For purchase, there are many form factors: https://store.gototags.com/nfc-tags

On Amazon, search NTAG215.

2 comments

If your city doesn't use NFC transit, you can also buy a box of blank cards. They have unique IDs like transit tickets, even without being programmed.
NTAG215 isn't "magic", right? I have a bunch of NTAG215 stickers and I'm not entirely sure what their difference is with magic cards.
Think of it like a subset of MIFARE.

In a simple sense, NTAG cards can do NFC things, but MIFARE can do lots more (access control for example)..and also NFC things..somewhat.

Magic mifare refers to special cards that let you bypass the write-lock of genuine mifare cards. These are mostly used for cloning keys (either for red-team pentesting or for people who want a copy of an office key for whatever reason)

It's not really a subset:

MIFARE Classic uses a proprietary and mandatory encryption/authentication algorithm and is therefore not ISO 14443-4 compliant.
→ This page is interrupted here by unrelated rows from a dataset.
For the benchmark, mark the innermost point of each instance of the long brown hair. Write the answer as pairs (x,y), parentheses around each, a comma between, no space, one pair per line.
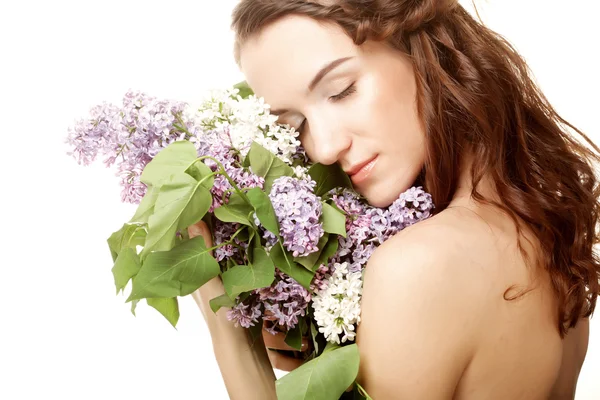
(476,91)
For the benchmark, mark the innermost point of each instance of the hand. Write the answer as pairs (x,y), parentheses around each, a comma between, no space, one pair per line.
(212,288)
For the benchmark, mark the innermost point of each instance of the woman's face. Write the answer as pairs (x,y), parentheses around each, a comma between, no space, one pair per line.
(354,105)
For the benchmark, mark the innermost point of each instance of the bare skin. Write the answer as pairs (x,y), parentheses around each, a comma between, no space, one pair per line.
(435,323)
(463,339)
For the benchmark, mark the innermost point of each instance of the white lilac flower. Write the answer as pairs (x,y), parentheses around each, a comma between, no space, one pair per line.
(129,136)
(337,307)
(248,120)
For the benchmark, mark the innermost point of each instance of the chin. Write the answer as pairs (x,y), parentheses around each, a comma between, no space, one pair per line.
(384,194)
(382,199)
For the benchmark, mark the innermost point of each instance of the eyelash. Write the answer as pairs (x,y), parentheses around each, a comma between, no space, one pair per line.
(347,92)
(338,97)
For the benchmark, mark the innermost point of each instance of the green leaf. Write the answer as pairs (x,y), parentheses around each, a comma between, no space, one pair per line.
(328,251)
(177,272)
(182,202)
(329,177)
(236,210)
(293,338)
(325,377)
(173,159)
(264,209)
(221,301)
(126,267)
(333,220)
(133,306)
(129,236)
(286,264)
(168,307)
(244,89)
(146,207)
(202,173)
(309,261)
(266,164)
(244,278)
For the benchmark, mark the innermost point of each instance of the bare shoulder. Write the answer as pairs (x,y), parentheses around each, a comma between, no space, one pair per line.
(421,302)
(442,249)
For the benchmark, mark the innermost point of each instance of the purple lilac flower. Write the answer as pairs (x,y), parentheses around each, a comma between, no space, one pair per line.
(222,233)
(368,226)
(242,177)
(412,206)
(298,210)
(129,135)
(285,301)
(245,314)
(319,281)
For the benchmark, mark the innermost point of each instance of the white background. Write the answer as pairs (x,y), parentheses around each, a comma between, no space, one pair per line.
(63,332)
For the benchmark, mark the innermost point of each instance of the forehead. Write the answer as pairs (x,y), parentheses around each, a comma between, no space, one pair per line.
(284,57)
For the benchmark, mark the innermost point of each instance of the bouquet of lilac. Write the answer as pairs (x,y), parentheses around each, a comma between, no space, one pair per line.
(291,238)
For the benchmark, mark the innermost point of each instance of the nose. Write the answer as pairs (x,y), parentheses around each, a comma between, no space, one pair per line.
(328,141)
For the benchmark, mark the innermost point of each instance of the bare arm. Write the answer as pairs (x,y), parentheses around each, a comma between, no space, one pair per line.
(245,367)
(419,319)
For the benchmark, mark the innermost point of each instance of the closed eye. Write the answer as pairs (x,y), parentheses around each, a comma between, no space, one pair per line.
(347,92)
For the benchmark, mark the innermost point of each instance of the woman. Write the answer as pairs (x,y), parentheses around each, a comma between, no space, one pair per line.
(489,298)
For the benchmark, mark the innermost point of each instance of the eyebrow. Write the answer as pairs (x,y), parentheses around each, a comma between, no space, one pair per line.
(318,77)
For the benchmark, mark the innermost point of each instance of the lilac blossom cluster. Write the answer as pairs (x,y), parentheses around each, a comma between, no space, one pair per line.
(367,227)
(129,136)
(298,210)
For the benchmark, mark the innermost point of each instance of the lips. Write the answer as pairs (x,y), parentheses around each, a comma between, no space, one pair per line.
(357,167)
(360,172)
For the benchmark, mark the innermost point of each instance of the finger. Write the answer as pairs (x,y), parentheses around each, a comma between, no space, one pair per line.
(283,363)
(277,341)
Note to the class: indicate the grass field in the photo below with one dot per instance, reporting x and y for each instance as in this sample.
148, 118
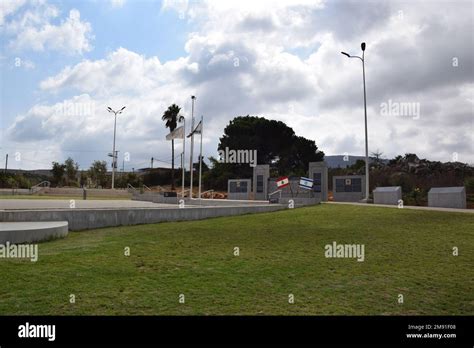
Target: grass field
407, 252
63, 197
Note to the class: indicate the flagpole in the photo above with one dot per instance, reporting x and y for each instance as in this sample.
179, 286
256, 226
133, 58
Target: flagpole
200, 157
183, 157
192, 149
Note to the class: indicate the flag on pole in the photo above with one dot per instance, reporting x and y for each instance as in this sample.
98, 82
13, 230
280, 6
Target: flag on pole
282, 182
178, 133
196, 130
306, 183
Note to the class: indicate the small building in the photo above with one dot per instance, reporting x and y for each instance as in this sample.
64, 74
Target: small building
239, 189
318, 171
390, 195
348, 188
261, 175
447, 197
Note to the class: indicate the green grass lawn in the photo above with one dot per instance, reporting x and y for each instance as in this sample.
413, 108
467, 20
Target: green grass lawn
407, 252
63, 197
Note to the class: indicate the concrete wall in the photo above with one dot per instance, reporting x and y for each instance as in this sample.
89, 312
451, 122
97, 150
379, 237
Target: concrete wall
300, 201
83, 219
387, 195
291, 191
348, 196
320, 167
263, 170
239, 195
447, 197
90, 192
31, 232
11, 192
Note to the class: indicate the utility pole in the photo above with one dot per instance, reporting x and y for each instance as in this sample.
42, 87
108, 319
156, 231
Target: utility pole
193, 98
114, 155
367, 190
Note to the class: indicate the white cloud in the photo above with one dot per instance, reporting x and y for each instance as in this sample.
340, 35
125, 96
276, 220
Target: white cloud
34, 30
240, 61
117, 3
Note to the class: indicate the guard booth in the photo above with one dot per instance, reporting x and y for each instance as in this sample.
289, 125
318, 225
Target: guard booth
348, 188
239, 189
389, 195
261, 175
318, 171
447, 197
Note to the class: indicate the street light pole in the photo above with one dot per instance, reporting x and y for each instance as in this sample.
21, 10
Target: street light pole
114, 155
193, 98
362, 45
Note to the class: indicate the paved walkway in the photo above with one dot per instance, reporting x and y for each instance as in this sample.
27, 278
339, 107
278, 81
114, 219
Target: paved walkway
451, 210
40, 204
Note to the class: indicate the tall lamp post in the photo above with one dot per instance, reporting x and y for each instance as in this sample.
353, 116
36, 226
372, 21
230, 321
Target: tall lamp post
193, 98
362, 46
114, 154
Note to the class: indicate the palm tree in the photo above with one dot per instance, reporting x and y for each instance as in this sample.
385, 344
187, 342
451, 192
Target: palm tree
172, 117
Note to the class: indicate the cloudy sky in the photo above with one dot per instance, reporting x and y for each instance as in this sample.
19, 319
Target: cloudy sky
63, 62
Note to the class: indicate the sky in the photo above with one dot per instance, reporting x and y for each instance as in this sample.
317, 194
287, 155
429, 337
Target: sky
63, 62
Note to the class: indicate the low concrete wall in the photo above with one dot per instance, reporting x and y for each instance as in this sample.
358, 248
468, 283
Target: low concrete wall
447, 197
83, 219
12, 192
389, 195
300, 201
32, 232
119, 193
224, 202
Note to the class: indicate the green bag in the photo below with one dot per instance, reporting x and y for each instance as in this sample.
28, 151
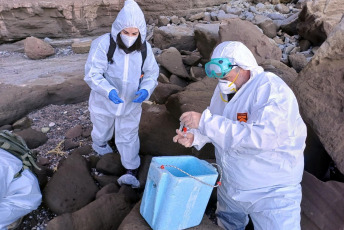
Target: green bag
16, 145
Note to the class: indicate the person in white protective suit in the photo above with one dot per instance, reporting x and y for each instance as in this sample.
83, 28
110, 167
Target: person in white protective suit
259, 136
18, 195
116, 89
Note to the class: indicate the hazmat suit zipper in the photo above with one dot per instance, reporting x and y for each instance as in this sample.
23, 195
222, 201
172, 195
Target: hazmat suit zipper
124, 82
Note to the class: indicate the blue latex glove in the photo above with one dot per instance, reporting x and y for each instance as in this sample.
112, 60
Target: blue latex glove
113, 96
143, 94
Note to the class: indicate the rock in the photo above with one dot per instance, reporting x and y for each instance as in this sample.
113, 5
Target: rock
65, 19
197, 73
107, 189
163, 21
206, 37
106, 213
172, 61
180, 37
318, 95
81, 47
6, 127
163, 91
192, 59
74, 175
298, 61
32, 137
60, 83
259, 44
86, 132
174, 79
74, 132
23, 123
163, 79
135, 221
83, 150
104, 180
289, 25
287, 74
304, 45
269, 28
37, 49
318, 18
282, 8
111, 164
175, 19
70, 144
319, 201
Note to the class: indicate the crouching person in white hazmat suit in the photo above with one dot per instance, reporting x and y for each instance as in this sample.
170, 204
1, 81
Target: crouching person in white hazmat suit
259, 136
121, 78
19, 192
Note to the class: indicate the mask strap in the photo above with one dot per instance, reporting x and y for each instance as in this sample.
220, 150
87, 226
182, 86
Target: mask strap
222, 98
234, 81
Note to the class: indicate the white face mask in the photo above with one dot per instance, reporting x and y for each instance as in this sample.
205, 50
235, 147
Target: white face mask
128, 40
227, 87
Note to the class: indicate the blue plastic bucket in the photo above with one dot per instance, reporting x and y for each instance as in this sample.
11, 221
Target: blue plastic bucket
173, 199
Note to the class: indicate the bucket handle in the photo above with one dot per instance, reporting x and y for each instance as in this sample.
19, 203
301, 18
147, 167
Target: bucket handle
219, 169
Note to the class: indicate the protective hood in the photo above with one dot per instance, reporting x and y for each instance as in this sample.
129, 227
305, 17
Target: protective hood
130, 16
242, 56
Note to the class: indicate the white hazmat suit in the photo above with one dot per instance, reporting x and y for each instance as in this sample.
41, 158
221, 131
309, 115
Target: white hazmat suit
123, 76
18, 196
262, 158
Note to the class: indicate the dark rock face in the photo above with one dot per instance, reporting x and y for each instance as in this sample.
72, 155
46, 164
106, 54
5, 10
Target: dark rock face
71, 187
319, 89
106, 213
33, 138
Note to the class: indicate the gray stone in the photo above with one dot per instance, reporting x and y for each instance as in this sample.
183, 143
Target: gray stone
33, 138
206, 36
172, 61
110, 164
259, 44
74, 175
180, 37
163, 91
298, 61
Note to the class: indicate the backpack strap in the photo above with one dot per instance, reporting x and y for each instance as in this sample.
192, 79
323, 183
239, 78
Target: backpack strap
144, 55
111, 50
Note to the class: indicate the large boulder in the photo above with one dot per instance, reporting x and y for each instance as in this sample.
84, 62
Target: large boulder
318, 18
24, 87
74, 175
134, 220
206, 36
76, 18
320, 92
106, 213
259, 44
180, 37
322, 205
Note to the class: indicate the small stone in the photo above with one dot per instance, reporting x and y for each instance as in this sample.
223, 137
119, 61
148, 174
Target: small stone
45, 129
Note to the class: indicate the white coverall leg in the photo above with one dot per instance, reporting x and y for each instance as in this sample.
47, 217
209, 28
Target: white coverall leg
126, 135
18, 196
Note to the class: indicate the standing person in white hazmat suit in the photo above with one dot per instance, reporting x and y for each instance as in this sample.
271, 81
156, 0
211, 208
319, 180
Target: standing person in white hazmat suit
19, 191
259, 136
119, 86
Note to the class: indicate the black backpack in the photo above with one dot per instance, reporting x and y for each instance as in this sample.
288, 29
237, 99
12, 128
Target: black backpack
112, 48
16, 145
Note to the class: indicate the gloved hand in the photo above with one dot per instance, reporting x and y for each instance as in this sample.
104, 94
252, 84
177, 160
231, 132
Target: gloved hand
113, 96
143, 94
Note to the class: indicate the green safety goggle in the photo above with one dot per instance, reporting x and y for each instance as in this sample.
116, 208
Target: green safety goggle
218, 67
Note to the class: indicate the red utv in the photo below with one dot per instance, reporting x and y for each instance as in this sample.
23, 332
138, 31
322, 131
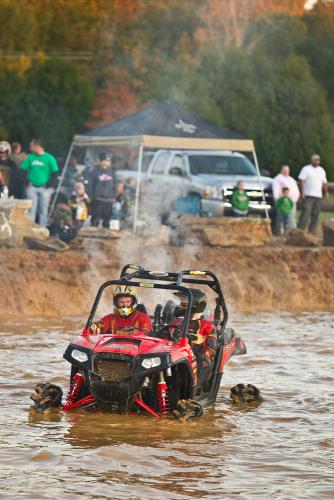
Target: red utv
139, 373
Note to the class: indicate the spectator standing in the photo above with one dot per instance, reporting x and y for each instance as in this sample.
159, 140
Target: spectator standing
240, 201
103, 192
9, 172
41, 169
284, 215
119, 207
284, 180
79, 203
130, 199
313, 183
17, 154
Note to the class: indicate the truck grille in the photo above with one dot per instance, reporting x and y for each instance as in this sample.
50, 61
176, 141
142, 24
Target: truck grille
112, 370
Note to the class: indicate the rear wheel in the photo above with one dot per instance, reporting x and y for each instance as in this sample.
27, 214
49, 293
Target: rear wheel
244, 394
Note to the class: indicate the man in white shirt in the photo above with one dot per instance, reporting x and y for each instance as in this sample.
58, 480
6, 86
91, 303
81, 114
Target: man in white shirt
313, 183
284, 180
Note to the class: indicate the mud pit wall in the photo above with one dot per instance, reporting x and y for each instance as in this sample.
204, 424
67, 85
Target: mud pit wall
254, 279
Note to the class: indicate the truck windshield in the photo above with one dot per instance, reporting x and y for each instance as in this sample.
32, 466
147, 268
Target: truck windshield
221, 165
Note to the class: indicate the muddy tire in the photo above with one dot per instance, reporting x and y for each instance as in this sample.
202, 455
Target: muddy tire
46, 397
244, 394
187, 409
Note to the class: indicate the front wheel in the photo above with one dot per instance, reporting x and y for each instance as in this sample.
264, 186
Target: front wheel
187, 409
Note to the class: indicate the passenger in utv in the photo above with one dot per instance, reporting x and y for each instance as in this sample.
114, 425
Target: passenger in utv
126, 317
202, 333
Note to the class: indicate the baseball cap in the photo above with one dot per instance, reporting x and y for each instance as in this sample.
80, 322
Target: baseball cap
105, 156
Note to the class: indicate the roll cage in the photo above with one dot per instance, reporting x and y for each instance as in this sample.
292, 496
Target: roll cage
131, 273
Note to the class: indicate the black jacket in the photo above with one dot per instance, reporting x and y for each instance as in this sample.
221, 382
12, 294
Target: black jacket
103, 184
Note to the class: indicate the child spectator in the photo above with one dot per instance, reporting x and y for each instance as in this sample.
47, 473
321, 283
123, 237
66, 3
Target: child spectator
240, 201
284, 215
79, 202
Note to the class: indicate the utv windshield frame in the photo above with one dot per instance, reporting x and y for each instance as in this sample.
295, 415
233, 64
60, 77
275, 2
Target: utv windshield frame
170, 281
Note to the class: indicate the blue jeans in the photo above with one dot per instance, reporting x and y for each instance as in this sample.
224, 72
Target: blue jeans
284, 222
40, 198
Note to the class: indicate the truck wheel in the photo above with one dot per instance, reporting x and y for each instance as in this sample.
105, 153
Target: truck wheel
243, 394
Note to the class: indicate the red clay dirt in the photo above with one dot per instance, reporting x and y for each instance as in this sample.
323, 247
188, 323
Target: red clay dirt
267, 278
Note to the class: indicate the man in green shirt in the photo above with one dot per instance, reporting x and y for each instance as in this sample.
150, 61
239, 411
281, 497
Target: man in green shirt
40, 168
240, 201
284, 216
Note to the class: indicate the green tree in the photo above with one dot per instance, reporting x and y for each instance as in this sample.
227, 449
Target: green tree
53, 101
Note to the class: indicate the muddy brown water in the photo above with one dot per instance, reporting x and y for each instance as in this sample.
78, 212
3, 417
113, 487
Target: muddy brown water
281, 449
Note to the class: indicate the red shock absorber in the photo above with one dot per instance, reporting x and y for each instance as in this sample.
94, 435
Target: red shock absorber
163, 399
74, 391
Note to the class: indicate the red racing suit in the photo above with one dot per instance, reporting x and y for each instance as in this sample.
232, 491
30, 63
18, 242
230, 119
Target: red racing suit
114, 323
203, 337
As a result, NFC-compliant readers don't need to support it, and in fact non-NXP ones (including many popular Android phones) usually don't.

On the other hand, as you say, MIFARE Classic supports capabilities beyond NFC/NDEF, but there are fully NFC-compliant tags that do so as well (e.g. MIFARE DESfire, which properly stacks encryption in an ISO 14443-4 compliant way).

Ah, thanks, so I guess to write tags like URLs and things I don't really need Mifare cards, the NTAG cards are fine. Thanks for the info!